The twelfth year reminder from the IPO that the renewal fee had not been paid on time was duly sent to the UK attorney, but they took no action on it believing the case to have been abandoned in the previous year. The matter subsequently came to light when the new proprietors GlycoBioSciences Inc (the applicant for restoration) acquired the patent portfolio of LAM Pharmaceutical Corp.
The applicant accepts that the application for restoration was filed outside the period allowed, which is not normally extendable. However, it argues that this can be remedied under r.107 because of errors in procedure on the part of the Comptroller. Inter alia they argued that the IPO had no legal authority to accept the renewal fee from Mr Kales without a Form 12/77 or to complete the Form 12/77 on his behalf and that doing so deprived Mr Kales the option of changing the address to which the next (the twelfth) year’s reminder should be sent. Consequently the twelfth year reminder was sent to the UK attorney, who believing from their records that the patent had been abandoned the previous year, took no action to pay the year twelve renewal fee.
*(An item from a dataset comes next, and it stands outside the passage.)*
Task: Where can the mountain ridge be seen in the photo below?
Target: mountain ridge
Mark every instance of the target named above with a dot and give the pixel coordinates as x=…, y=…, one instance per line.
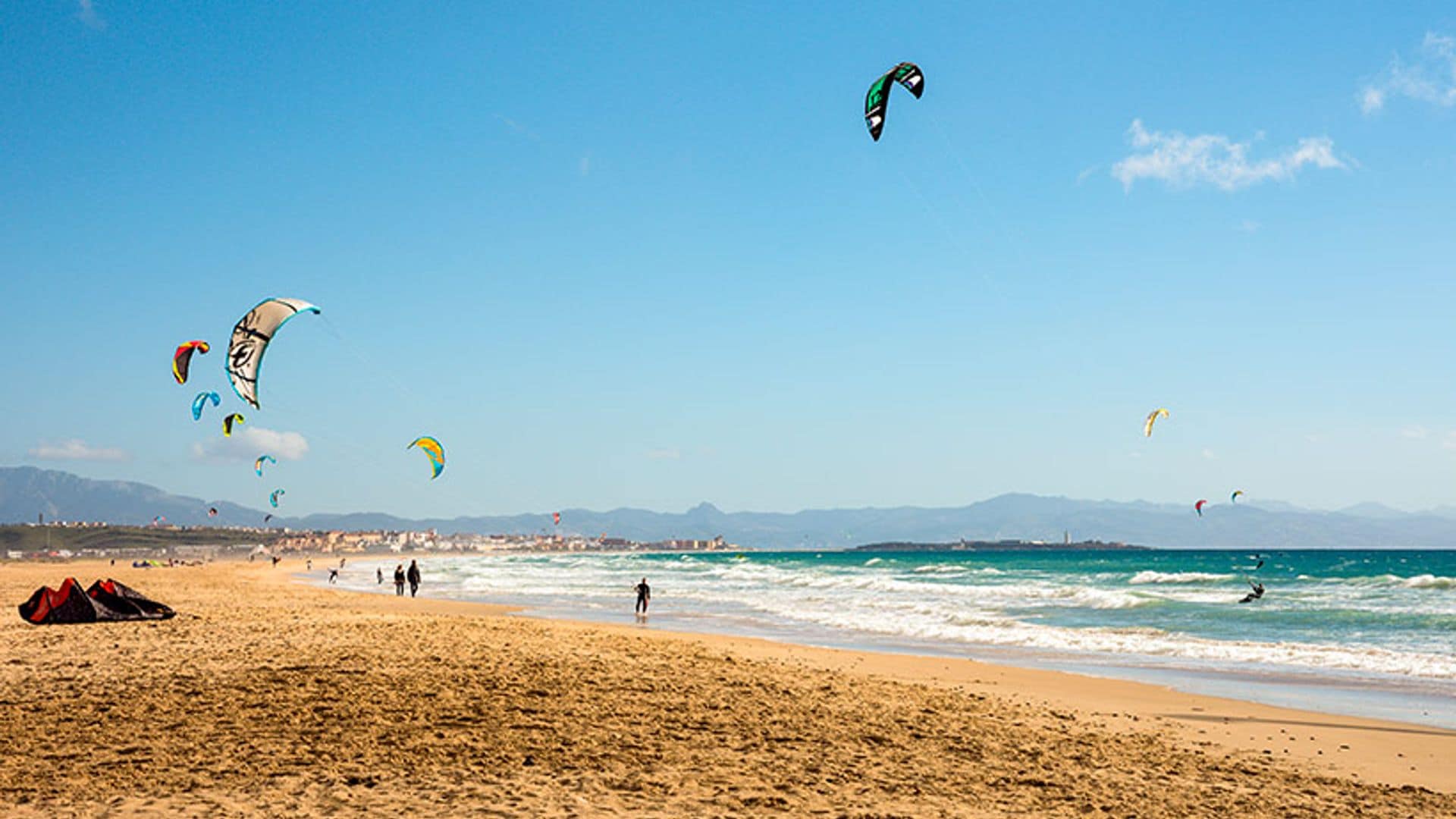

The HO found that the IPO did have the authority to accept information required by the Form 12/77 in another format (under r. 4) but that the IPO had indeed erred by not gaining all the information required by the Form 12/77, specifically that in Box 6 relating to the next year’s renewal reminder. As such he accepted the application for restoration under s.28(1). However, he remitted the case back to the IPO to seek further evidence to address the requirements of section 28(3).